The Basel Committee proposed simply adding together all individual crypto exposures to calculate if the cap is breached. But the industry argues that positions which are long and short can actually balance each other out, insulating a lender from price volatility.

For crypto assets regarded as more stable – such as tokenized securities and stablecoins backed by fiat currency – the Committee said it wanted an extra capital charge to reflect the “various unforeseen risks” of infrastructure based on distributed ledger technology (DLT).

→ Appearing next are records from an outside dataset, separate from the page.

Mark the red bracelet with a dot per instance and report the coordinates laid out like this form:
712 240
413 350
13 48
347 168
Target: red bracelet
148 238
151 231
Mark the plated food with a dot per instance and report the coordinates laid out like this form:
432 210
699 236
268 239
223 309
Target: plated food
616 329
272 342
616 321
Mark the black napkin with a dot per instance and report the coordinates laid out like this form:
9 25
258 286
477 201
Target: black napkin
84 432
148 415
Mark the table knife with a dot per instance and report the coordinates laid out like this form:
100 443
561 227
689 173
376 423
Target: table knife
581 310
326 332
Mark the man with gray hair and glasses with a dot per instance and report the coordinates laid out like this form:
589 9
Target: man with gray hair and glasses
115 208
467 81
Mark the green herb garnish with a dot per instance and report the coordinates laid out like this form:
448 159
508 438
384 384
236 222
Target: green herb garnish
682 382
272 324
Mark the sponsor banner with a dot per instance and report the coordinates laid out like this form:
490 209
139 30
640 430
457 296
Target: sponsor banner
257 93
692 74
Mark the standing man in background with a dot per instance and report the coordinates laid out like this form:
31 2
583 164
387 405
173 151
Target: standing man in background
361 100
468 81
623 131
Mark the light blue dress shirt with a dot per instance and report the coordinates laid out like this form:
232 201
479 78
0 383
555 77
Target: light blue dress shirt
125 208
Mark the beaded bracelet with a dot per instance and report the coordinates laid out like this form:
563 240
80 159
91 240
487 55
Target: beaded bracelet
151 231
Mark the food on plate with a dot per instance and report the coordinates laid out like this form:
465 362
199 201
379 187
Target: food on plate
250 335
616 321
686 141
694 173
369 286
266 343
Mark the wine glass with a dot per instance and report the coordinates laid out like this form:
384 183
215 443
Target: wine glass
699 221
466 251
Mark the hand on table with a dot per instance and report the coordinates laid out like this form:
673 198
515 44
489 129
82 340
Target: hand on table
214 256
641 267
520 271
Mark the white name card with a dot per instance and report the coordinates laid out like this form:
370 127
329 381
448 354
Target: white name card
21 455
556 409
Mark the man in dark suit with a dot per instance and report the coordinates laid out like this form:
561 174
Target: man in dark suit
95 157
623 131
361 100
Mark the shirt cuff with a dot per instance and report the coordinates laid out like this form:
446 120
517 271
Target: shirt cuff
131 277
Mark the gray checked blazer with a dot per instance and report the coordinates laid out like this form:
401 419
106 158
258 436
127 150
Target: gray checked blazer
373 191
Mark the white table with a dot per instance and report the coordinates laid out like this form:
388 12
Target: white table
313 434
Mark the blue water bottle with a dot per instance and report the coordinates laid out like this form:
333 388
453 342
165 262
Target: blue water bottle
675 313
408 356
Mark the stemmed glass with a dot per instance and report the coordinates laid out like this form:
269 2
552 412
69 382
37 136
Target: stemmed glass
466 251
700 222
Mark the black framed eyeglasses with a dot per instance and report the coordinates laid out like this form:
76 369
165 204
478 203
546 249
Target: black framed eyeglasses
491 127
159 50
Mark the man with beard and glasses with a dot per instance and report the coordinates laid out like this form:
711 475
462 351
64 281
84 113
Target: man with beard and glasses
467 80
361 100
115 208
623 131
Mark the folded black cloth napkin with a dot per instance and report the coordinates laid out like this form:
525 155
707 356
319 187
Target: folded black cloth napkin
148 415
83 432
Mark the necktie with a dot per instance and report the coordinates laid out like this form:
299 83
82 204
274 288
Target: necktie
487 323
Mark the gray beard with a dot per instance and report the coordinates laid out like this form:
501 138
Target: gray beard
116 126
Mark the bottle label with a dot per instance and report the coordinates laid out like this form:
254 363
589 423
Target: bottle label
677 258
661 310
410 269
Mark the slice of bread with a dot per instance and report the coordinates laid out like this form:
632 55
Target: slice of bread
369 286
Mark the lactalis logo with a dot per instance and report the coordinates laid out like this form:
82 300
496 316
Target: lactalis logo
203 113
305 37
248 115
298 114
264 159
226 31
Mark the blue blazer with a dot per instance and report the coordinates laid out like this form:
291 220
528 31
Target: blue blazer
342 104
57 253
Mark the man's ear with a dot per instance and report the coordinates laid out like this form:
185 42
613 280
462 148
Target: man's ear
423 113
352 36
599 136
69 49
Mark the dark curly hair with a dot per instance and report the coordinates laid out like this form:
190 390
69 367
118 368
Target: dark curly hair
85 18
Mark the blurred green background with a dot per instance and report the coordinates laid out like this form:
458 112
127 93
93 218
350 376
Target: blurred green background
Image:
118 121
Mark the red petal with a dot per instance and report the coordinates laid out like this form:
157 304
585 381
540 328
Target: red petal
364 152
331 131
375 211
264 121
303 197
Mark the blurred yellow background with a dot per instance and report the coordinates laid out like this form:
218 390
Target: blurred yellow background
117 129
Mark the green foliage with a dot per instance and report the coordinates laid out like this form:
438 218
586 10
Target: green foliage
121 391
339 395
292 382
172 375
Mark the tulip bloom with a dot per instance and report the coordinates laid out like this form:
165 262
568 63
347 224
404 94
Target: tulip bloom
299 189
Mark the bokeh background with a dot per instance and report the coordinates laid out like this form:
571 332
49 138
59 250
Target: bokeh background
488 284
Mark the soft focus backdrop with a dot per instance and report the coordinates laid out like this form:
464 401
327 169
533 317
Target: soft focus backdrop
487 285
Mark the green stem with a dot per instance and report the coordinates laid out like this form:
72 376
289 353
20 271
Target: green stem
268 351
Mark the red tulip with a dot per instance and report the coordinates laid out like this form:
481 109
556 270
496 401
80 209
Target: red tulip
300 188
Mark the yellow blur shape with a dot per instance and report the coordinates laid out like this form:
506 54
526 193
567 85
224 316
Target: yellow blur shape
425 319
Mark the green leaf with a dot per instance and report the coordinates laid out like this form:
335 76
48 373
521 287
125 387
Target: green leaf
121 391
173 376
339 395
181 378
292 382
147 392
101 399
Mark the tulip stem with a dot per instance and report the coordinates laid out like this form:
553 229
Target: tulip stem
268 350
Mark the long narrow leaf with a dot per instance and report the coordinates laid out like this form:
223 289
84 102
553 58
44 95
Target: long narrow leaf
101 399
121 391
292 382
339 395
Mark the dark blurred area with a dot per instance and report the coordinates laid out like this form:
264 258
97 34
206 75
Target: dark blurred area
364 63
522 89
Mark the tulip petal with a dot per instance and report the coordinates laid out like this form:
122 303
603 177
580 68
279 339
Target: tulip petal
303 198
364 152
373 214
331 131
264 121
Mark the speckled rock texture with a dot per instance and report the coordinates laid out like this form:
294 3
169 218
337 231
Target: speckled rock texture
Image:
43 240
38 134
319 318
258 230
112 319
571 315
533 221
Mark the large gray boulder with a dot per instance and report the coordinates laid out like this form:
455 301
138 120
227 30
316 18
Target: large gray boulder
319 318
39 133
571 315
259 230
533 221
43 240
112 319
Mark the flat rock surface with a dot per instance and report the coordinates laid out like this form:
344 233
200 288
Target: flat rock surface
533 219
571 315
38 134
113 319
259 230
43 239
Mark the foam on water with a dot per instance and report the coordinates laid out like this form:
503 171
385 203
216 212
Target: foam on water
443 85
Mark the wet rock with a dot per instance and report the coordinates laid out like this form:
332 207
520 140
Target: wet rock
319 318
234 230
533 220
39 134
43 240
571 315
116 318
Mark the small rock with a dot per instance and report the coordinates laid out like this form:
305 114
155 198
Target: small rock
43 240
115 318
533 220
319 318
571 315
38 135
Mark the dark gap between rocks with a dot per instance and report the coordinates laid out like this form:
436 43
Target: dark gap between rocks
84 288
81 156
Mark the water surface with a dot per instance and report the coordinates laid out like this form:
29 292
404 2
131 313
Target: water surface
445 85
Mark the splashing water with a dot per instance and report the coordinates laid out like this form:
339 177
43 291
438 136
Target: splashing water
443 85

But, the lobbyists’ document said the extra 2.5% capital charge for infrastructure risk “could derail the market” and “would make the decision to engage in DLT infrastructure unattractive.”

Jurisdictions such as the European Union have already legislated to allow trials of securities trading using the blockchain – an experiment which is due to begin early next year.

The Basel Committee’s proposals follow an earlier consultation from June 2021, which met with a volley of criticism for discouraging crypto use by treating it as the riskiest possible kind of asset. The second proposal added the new 1% cap, but also offered a more relaxed treatment when financial instruments are used to cut risk, a practice known as hedging.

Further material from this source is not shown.